The leaking well on a production platform that generated a slick in the Ship Shoal area last week was temporarily killed with an injection of drilling mud on July 11, and will now be permanently plugged with cement. This is something that probably should have been done years ago, since this well — drilled in the 1970s — hasn’t been in production since 1998. This leak began while the new owners were working to permanently plug the well. They reported having problems with the casing, which suggests that the well pipe was deteriorating, probably from corrosion. We’re hoping that BSEE is requiring Gulf oil and gas operators to systematically (and expeditiously) work to permanently plug the thousands of wells that have been lingering for years, zombie-like, in a state of suspended animation known as “temporary” abandonment. The Associated Press reported on this practice back in 2010 – it’s worth another look at their excellent investigation.
Here’s what this relatively minor spill looked like from the air, thanks to Bonny Schumaker from On Wings of Care. Supposedly this was a release of natural gas, natural gas condensate, and water, but there also appears to be some thick, oily mousse (the brownish-orange material) in the mix. Condensate (a light, toxic and volatile hydrocarbon liquid) typically does not generate mousse, so maybe there was also some crude oil leaking from the site:
A couple of interesting things happened during this spill in terms of federal response. The Coast Guard claimed that there was no blowout in this incident. Yet global oilfield services giant Schlumberger defines “blowout” as “An uncontrolled flow of reservoir fluids into the wellbore, and sometimes catastrophically to the surface. A blowout may consist of salt water, oil, gas or a mixture of these.” If this incident put natural gas into the air, and condensate and mousse into the water, it clearly meets the industry’s definition of blowout. Fortunately this was a low-pressure well at the end of its productive life, so this blowout was not particularly spectacular — although it was dangerous enough to evacuate the platform.

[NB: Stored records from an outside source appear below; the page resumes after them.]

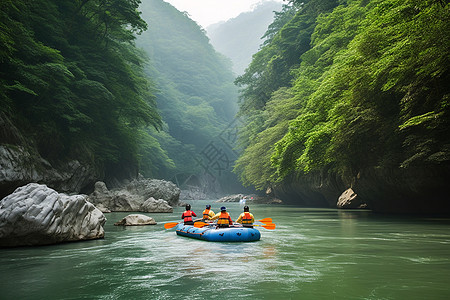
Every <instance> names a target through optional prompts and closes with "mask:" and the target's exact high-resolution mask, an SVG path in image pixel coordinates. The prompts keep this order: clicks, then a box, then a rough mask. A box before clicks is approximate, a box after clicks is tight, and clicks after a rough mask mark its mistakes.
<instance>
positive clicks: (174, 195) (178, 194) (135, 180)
mask: <svg viewBox="0 0 450 300" xmlns="http://www.w3.org/2000/svg"><path fill="white" fill-rule="evenodd" d="M125 189H126V190H127V191H128V192H130V193H132V194H134V195H139V196H142V198H144V199H145V200H147V199H149V198H150V197H153V198H155V199H163V200H165V201H167V202H168V203H169V205H172V206H174V205H177V204H178V201H179V200H180V192H181V190H180V189H179V188H178V187H177V186H176V184H174V183H173V182H170V181H166V180H158V179H145V178H143V177H139V178H138V179H136V180H133V181H132V182H130V183H129V184H128V185H127V186H126V187H125Z"/></svg>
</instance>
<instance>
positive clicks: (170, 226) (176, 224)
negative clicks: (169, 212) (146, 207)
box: [164, 222, 178, 229]
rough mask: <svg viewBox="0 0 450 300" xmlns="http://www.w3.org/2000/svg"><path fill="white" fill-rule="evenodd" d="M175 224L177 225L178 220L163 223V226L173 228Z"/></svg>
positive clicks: (164, 226) (176, 225)
mask: <svg viewBox="0 0 450 300" xmlns="http://www.w3.org/2000/svg"><path fill="white" fill-rule="evenodd" d="M177 225H178V222H171V223H166V224H164V228H166V229H170V228H174V227H175V226H177Z"/></svg>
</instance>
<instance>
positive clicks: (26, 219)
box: [0, 183, 106, 247]
mask: <svg viewBox="0 0 450 300" xmlns="http://www.w3.org/2000/svg"><path fill="white" fill-rule="evenodd" d="M105 222H106V219H105V216H104V215H103V213H102V212H101V211H100V210H98V209H97V208H96V207H95V206H94V205H92V204H91V203H89V202H87V201H86V196H85V195H74V196H68V195H66V194H60V193H58V192H56V191H55V190H53V189H51V188H48V187H47V186H46V185H41V184H37V183H30V184H27V185H25V186H23V187H20V188H18V189H16V190H15V191H14V193H12V194H11V195H9V196H7V197H5V198H3V199H2V200H1V201H0V247H14V246H32V245H48V244H55V243H62V242H71V241H80V240H91V239H98V238H103V237H104V235H105V232H104V229H103V225H104V224H105Z"/></svg>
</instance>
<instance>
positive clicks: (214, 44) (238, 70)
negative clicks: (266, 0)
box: [206, 1, 282, 75]
mask: <svg viewBox="0 0 450 300" xmlns="http://www.w3.org/2000/svg"><path fill="white" fill-rule="evenodd" d="M281 6H282V4H281V3H280V2H275V1H266V2H261V3H259V4H258V5H257V6H256V7H255V8H254V9H253V10H252V11H248V12H244V13H241V14H240V15H239V16H237V17H235V18H233V19H230V20H228V21H226V22H221V23H217V24H213V25H211V26H208V27H207V28H206V31H207V34H208V37H209V38H210V39H211V44H212V45H213V46H214V48H215V49H216V50H217V51H218V52H220V53H222V54H224V55H225V56H227V57H229V58H230V59H231V61H232V62H233V71H234V73H235V74H237V75H241V74H243V73H244V70H245V69H246V68H247V66H248V65H249V64H250V62H251V60H252V55H253V54H255V53H256V52H258V50H259V46H260V45H261V44H262V43H263V39H262V37H263V36H264V34H265V32H266V31H267V27H268V26H269V25H270V24H271V23H272V22H273V19H274V15H275V12H276V11H279V10H281Z"/></svg>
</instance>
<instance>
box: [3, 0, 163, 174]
mask: <svg viewBox="0 0 450 300" xmlns="http://www.w3.org/2000/svg"><path fill="white" fill-rule="evenodd" d="M139 3H140V1H139V0H76V1H75V0H74V1H67V0H63V1H60V0H58V1H57V0H34V1H23V0H14V1H12V0H2V1H1V3H0V112H1V113H3V114H4V115H6V116H7V117H8V118H9V119H11V120H12V121H13V123H14V124H15V125H16V126H17V127H18V128H19V130H20V131H21V132H22V133H23V134H24V135H25V136H26V137H27V138H28V139H29V140H30V141H32V142H33V143H34V144H35V146H36V147H37V149H38V151H39V153H40V154H41V155H42V156H43V157H44V158H46V159H48V160H50V161H53V162H56V161H59V160H64V159H68V158H71V157H72V158H74V157H75V158H78V159H82V160H85V161H87V162H88V163H91V164H96V167H97V171H98V172H99V173H103V172H106V173H108V172H111V171H114V170H116V169H118V168H119V167H121V166H126V168H129V169H133V167H137V153H138V143H137V141H138V138H139V136H140V131H139V130H138V129H139V128H141V127H142V126H144V125H153V126H154V127H156V128H158V127H160V125H161V119H160V116H159V114H158V113H157V111H156V107H155V99H154V96H153V94H152V90H151V86H150V84H149V81H148V79H147V78H146V77H145V75H144V73H143V60H142V58H141V54H140V53H139V52H138V51H137V49H136V48H135V46H134V44H133V40H134V39H135V34H138V33H140V32H142V31H143V30H145V29H146V28H147V25H146V23H145V22H144V21H143V20H142V19H141V17H140V13H139V12H138V7H139Z"/></svg>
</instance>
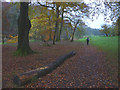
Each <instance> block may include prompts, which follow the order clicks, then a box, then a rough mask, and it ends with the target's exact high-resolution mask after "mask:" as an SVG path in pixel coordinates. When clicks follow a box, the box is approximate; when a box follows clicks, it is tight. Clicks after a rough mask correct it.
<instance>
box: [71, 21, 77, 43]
mask: <svg viewBox="0 0 120 90" xmlns="http://www.w3.org/2000/svg"><path fill="white" fill-rule="evenodd" d="M78 23H79V20H78V21H77V23H76V24H75V27H74V29H73V33H72V39H71V42H73V40H74V34H75V31H76V27H77V24H78Z"/></svg>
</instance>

And the Federal Aviation Administration slapped a Temporary Flight Restriction (TFR) over the site for a couple of days, prohibiting anyone from flying within three nautical miles of the platform at any altitude below 10,000 feet. Talking to a knowledgeable pilot with our Gulf Monitoring Consortium partners, SouthWings, we learned that the FAA actually doesn’t have this authority: they only have jurisdiction to enact TFRs within 12 miles of the coast, and this incident was more than 40 miles offshore.
We’re glad this incident seems to be nearly resolved, with no injuries and relatively little environmental damage. But we’re concerned about the integrity of thousands of other abandoned wells in the Gulf, and by the actions and statements of federal authorities that — intentional or not — hinder effective communication with the public about what’s happening in our public waters.